Far more important to me is that there are needs associated with the work I am doing here that I would dearly love to find a way to meet.  I have come to believe deeply in what the COPSA nursing institute is doing.  Training nurses, pharmacists and nursing assistants who will work here will make a huge difference in the local healthcare system.  It will undoubtedly save lives.  It will also provide those who have enrolled with an opportunity to work at meaningful and financially rewarding jobs.  The doctors and others involved give generously of themselves to try to help the students realize their dreams, and to see their own come to fruition.

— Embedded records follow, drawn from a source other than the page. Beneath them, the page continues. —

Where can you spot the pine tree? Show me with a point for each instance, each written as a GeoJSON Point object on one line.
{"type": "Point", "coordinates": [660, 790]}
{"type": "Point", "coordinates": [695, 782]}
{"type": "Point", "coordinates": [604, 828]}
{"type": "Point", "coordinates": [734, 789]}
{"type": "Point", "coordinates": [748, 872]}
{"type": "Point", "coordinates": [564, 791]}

But we are faced with the realities of Haiti.  People here are poor.  Just attending classes means that these students cannot contribute as much to supporting themselves or their families.  There is none of the government financial assistance I received when I was studying to be a nurse.  So in order to make the course accessible to as many as possible, the doctors have set the fees very low.  But although small in Canadian terms, they are still significant in Haitian terms.  Keeping the fees manageable for our students comes at a cost.  We have little to achieve the level of training we want to provide.  The things we want to purchase cost no less in Haiti than they would in Canada.  I have not begun to actually teach because we cannot afford to equip the practice laboratory.  The doctors have also generously allowed the students to pay their fees as they are able.  That has already resulted in cash flow problems in meeting our day-to-day needs.

I am at a loss as to how to effectively ask for assistance in this.  COPSA is not by definition a charitable organization.  But in reality it operates as a nonprofit.  But with no charitable status, fundraising is difficult.  I am the only foreigner involved in the school, so in essence I am the only connection with the outside world.  The Haitians involved have neither the contacts nor the expertise to appeal for help (as if I do).  But I have promised I will try.

In my last post I admitted to knowing little about COPSA in the larger sense.  That apparently will soon change.  But I do know the nursing institute, and it is without a doubt a very worthy cause.

So as much as it pains me, I stand before you with hat in hand.  I trust God will provide, but if a boat or a helicopter presents itself, I am going to climb aboard.